La vergüenza debe de ser tanta que nos obligue a regenerar nuestra cultura cívica, advirtiendo que no podemos seguir así, sino que tenemos que cambiar: y sólo la vergüenza nos dará las fuerzas que necesitamos para cambiar. Sin embargo, aunque la vergüenza pública sea una conditio sine qua non para superar la corrupción, no basta con que nuestra opinión pública se avergüence: hace falta algo más. Y ese algo más no consiste sólo en medidas técnicas (entre otras, el cambio legislativo de la financiación de los partidos, que deben dejar de estar parasitariarnente subvencionados por el Estado para que no se sigan comportando como iglesias católicas), pues también pasa por un cambio en la propia opinión pública, que debe superar su actual negativismo.

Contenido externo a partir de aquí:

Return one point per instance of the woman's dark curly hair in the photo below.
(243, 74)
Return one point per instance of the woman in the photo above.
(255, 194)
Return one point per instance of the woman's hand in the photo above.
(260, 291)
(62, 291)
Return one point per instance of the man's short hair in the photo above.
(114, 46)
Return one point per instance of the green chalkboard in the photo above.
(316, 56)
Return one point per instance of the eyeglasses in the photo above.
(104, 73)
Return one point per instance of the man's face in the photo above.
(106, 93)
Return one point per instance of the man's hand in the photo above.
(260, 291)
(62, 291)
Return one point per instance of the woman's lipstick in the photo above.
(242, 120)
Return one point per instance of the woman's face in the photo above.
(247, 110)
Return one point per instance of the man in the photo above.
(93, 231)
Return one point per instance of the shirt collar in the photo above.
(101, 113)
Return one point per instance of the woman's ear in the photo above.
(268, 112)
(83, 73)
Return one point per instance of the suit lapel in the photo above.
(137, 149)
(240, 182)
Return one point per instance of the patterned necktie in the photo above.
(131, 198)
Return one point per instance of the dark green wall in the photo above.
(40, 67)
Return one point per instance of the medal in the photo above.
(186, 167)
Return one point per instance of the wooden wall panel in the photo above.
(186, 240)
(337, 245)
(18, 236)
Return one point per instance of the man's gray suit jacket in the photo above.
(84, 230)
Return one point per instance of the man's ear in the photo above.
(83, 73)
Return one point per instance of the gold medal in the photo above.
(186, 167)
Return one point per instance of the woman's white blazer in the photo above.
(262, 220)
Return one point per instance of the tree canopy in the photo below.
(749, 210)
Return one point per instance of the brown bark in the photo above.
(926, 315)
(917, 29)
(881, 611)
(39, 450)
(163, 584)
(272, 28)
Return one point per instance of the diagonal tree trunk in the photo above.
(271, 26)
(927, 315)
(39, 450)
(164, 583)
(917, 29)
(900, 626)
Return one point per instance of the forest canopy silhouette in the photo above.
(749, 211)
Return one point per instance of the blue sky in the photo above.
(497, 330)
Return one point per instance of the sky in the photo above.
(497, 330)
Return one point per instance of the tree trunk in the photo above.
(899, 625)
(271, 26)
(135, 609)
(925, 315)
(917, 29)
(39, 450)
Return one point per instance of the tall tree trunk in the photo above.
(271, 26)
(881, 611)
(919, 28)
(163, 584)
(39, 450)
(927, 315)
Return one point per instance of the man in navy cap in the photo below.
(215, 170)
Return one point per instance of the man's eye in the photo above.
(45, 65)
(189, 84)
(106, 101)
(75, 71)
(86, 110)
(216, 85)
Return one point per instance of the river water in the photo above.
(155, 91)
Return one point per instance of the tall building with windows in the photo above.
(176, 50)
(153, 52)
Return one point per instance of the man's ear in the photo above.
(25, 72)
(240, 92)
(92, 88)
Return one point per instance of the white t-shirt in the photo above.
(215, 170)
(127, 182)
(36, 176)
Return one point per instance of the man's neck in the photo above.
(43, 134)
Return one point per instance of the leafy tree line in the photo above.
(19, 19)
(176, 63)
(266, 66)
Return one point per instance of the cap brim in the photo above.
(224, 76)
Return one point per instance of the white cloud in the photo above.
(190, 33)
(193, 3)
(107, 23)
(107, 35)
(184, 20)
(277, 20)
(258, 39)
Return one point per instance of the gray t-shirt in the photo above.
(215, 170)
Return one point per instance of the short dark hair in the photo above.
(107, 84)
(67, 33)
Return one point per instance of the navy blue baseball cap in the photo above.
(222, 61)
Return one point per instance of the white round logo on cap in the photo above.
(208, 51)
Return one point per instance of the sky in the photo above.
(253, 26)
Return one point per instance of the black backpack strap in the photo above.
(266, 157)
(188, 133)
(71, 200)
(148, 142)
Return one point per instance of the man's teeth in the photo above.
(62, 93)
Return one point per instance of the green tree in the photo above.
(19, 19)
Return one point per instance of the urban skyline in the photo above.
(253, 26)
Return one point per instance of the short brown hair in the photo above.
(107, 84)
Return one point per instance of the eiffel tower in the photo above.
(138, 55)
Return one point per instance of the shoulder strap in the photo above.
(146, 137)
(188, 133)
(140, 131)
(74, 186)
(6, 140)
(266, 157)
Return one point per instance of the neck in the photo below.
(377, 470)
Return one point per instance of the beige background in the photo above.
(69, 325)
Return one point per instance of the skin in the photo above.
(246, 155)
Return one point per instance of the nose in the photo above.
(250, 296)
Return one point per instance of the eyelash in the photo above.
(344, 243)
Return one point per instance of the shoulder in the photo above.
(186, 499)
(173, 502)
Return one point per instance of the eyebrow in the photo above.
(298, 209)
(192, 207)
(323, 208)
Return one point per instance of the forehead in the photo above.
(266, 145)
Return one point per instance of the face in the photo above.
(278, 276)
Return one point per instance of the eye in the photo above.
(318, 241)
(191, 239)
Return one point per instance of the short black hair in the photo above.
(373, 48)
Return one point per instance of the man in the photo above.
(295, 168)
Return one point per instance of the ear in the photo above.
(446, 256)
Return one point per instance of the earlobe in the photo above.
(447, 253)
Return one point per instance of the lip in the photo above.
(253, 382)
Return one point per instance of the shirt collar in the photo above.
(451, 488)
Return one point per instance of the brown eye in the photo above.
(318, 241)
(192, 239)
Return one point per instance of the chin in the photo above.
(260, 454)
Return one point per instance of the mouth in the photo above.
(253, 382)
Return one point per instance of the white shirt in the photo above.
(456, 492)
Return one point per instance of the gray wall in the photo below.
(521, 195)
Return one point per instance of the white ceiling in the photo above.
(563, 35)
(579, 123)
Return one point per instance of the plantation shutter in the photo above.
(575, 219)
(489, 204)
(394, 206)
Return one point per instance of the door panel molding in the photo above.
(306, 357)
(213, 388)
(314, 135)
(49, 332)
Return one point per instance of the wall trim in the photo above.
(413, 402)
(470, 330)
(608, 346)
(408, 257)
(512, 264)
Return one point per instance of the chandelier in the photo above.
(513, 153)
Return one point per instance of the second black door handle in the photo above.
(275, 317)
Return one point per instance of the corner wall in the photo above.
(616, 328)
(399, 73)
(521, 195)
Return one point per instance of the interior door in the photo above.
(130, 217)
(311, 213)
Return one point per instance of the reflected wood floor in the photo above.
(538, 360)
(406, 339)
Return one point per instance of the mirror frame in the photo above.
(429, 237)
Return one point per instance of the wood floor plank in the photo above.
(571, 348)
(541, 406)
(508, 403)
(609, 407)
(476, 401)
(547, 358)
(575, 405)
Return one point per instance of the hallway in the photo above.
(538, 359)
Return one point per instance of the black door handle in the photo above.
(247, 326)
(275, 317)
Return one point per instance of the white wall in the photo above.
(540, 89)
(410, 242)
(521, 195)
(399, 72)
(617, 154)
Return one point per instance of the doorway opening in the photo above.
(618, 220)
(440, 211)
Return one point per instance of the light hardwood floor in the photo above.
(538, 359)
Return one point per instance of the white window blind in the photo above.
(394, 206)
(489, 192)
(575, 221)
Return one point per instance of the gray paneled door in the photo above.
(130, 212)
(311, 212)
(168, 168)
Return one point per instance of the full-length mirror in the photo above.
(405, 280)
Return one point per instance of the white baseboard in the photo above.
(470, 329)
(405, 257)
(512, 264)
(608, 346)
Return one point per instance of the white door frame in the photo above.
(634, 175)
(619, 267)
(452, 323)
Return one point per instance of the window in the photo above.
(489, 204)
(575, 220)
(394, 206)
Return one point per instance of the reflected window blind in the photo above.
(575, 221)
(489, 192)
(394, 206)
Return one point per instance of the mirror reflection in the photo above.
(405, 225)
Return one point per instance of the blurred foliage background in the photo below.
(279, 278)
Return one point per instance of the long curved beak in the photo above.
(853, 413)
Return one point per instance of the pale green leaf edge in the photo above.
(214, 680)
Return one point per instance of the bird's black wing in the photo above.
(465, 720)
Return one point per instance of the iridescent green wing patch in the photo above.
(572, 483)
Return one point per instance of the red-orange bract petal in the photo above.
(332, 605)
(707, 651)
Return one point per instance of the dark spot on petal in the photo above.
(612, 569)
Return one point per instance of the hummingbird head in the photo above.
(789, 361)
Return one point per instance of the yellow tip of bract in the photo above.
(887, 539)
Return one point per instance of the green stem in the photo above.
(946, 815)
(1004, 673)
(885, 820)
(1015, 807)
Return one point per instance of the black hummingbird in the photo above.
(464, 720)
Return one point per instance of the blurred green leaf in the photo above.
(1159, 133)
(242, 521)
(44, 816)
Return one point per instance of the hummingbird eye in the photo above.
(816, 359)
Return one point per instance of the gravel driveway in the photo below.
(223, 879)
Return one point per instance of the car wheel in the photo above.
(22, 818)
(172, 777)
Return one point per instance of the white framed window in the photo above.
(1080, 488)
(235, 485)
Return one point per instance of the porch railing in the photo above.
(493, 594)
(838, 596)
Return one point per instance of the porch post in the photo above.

Tras la vergüenza debe venir el orgullo público, la recuperación de la fe en nosotros mismos. Nos avergonzamos de nuestros Rubios y Condes, sí, pero también debemos enorgullecernos de Rojo y de Botín, por ejemplo, que tan felizmente han sabido resolver una gravísima crisis institucional. No sólo hay que reconocer a los corruptos y echarlos de nuestra comunidad. Además, hay que reconocer también a nuestros héroes cívicos, poniéndolos como ejemplo a imitar. Pues la crisis institucional por la que atraviesa nuestro país sólo podrá ser resuelta si surgen generaciones nuevas de profesionales íntegros, vocacionalmenente entregados a su actividad institucional: políticos weberianos y empresarios y sindicalistas schumpeterianos, capaces de anteponer su deber institucional a toda espuria ambición.